Roma 2018 - Dons Of The Disco, la recensione

Quando la disco italiana vendeva milioni di dischi Den Harrow era il suo profeta. Ma era tutto falso. Dons Of The Disco non racconta solo quello ma molto di più

Critico e giornalista cinematografico


Condividi

Quella di Den Harrow è una storia praticamente sconosciuta al pubblico contemporaneo. È sconosciuto chi lui sia stato, è sconosciuto chi lui fosse veramente ed è ancora più sconosciuto chi cantasse le sue canzoni. Eppure negli anni ‘80, in Italia, c’è stato un momento in cui era più importante e di successo di Michael Jackson, e in Europa era di fatto una star. Era la star più conosciuta della italo disco, il genere che tra la fine dei ‘70 e poi lungo tutti gli ‘80 è stato uno dei più remunerativi in assoluto.

Dons of the Disco non ricostruisce questa storia, se non per quel poco che serve alla comprensione dei fatti di cui tratterà, ovvero la faida tra Den Harrow (al secolo Stefano Zandri) e la persona che cantava davvero le sue canzoni mentre lui eseguiva il playback nei concerti, cioè Tom Hooker. È una storia di internet, esplosa tramite la rete. Tom Hooker ad un certo punto ha risposto online alle richieste di spiegazioni e, anni dopo la fine della fama di Den Harrow verso l’inizio dei 2000, si è scoperto che la voce di quelle canzoni era lui, mentre Den Harrow era solo il corpo. Il documentario rintraccia e segue i due oggi, uno in America l’altro in Italia, li ascolta, guarda cosa fanno, come vivono e come ancora oggi sono influenzati da quella celebrità.

Per quanto incredibile Dons Of The Disco è un documentario davvero significativo e pieno di questioni interessanti anche se non è un buon documentario.
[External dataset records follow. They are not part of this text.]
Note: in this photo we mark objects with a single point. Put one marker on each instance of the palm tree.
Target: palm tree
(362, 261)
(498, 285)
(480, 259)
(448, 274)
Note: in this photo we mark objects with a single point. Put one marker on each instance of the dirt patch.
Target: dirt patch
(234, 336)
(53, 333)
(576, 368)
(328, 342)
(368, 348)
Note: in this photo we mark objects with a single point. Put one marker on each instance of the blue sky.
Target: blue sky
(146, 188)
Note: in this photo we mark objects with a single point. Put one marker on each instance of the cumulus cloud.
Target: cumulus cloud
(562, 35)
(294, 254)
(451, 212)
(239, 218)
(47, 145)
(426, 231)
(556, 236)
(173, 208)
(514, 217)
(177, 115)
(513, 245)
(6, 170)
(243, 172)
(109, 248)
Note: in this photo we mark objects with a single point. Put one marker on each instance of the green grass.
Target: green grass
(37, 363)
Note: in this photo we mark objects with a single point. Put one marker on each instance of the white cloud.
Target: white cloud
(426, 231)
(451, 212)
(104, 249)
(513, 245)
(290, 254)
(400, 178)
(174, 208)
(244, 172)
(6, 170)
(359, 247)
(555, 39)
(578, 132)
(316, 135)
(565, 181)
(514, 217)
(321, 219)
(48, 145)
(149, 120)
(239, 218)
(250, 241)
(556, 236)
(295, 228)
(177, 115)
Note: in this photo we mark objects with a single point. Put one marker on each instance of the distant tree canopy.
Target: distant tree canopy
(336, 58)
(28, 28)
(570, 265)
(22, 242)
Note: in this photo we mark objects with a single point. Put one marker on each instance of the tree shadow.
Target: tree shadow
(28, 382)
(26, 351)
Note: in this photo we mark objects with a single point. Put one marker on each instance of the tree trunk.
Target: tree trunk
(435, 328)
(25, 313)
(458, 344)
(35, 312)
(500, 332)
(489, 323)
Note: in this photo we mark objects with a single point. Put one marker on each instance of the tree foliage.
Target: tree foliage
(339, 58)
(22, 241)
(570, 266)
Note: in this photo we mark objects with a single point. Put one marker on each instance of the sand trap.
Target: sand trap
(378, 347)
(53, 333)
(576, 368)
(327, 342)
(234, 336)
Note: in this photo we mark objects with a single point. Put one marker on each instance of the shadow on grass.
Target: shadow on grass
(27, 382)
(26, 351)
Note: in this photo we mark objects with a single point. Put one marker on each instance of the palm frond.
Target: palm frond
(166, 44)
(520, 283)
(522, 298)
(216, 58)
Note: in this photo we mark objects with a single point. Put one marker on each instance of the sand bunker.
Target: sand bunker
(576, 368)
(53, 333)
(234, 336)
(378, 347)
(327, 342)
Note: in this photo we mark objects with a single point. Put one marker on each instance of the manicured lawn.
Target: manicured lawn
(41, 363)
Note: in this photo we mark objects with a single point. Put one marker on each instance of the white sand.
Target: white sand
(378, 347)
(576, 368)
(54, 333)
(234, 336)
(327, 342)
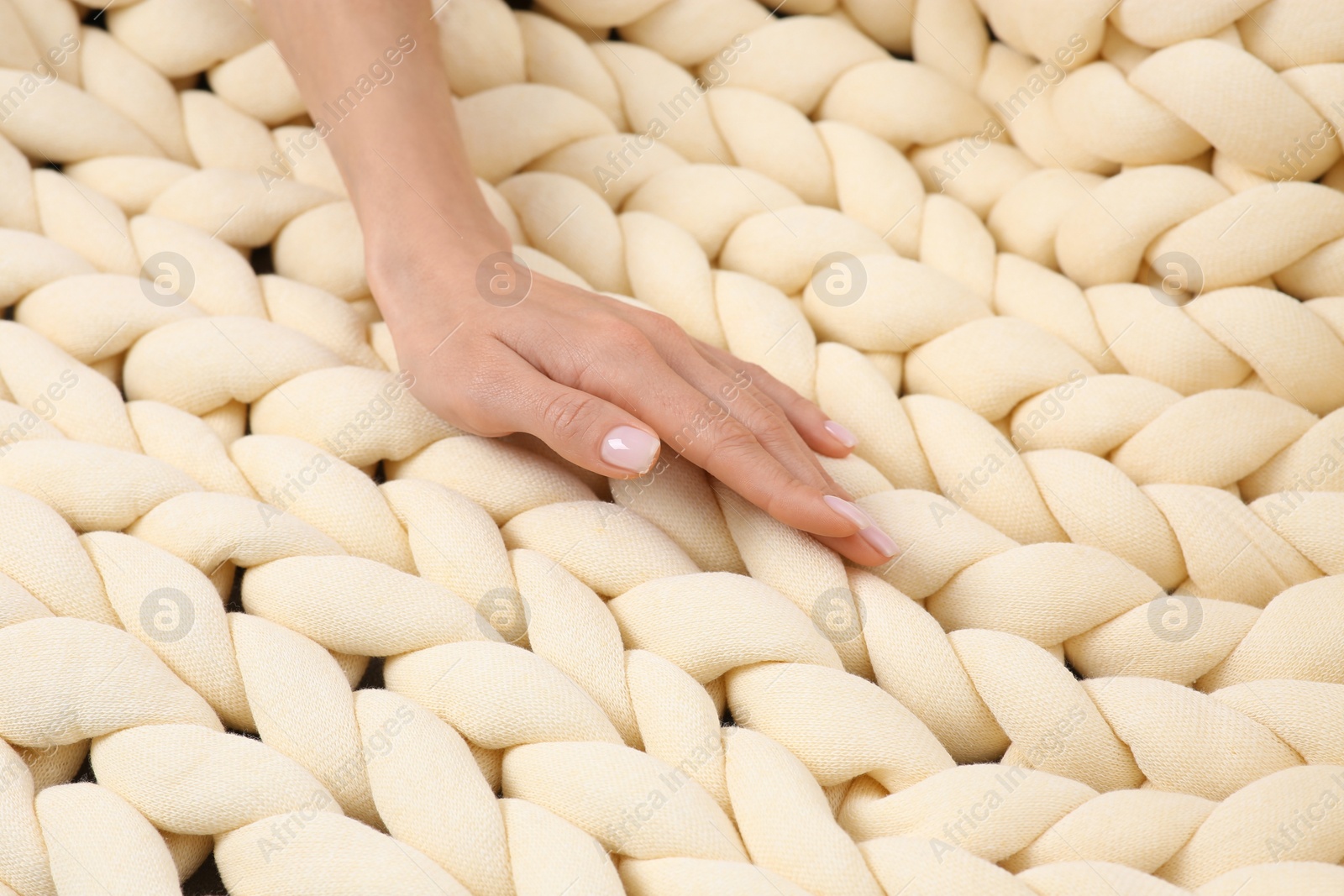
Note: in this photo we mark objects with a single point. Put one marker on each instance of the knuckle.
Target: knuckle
(734, 439)
(624, 338)
(570, 414)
È girato in modo quasi amatoriale e in più di un punto si ha la sensazione che non faccia il miglior uso possibile del materiale che ha per le mani (il fatto che non esplori la dialettica tra immagine e contenuto negli anni ‘80 è quasi criminale, viste le possibilità). Eppure con lo scontro tra il corpo della musica, negli anni dell’inizio della videomusica, e la sostanza di essa, chi la eseguiva, è la migliore spiegazione di quel decennio. Ma anche più in profondità questa storia di truffe e ambiguità, come spesso i documentari raccontano, pone domande fondamentali sul mito del successo.

Den Harrow è caduto in disgrazia e ha perso tutti i soldi guadagnati quasi subito, oggi vive nel ricordo e mostra di saperlo bene. Tom Hooker invece sembra averli conservati e moltiplicati, è ricco e molto annoiato. Dons Of The Disco inizialmente induce a pendere dalla parte del vero autore perché pare la parte lesa, ma gradualmente allo svelarsi dello stato di Den Harrow, l’eroe della verità, l’uomo che si vuole riprendere il credito che merita, appare sempre di più un aguzzino. Le immagini dei due cambiano durante il film.
Involontariamente questo documentario è quasi uno studio sui meccanismi di identificazione al cinema. Si parte disprezzando Harrow, con le sue pretese e la sua endemica falsità (all’epoca addirittura si spacciava per americano) e si finisce dalla sua parte avendo un trovato in lui uno sconfitto dalla vita che si aggrappa a quel che sapeva fare, cioè “vendere” musica altrui con il suo corpo, e chiede che non gli venga levato.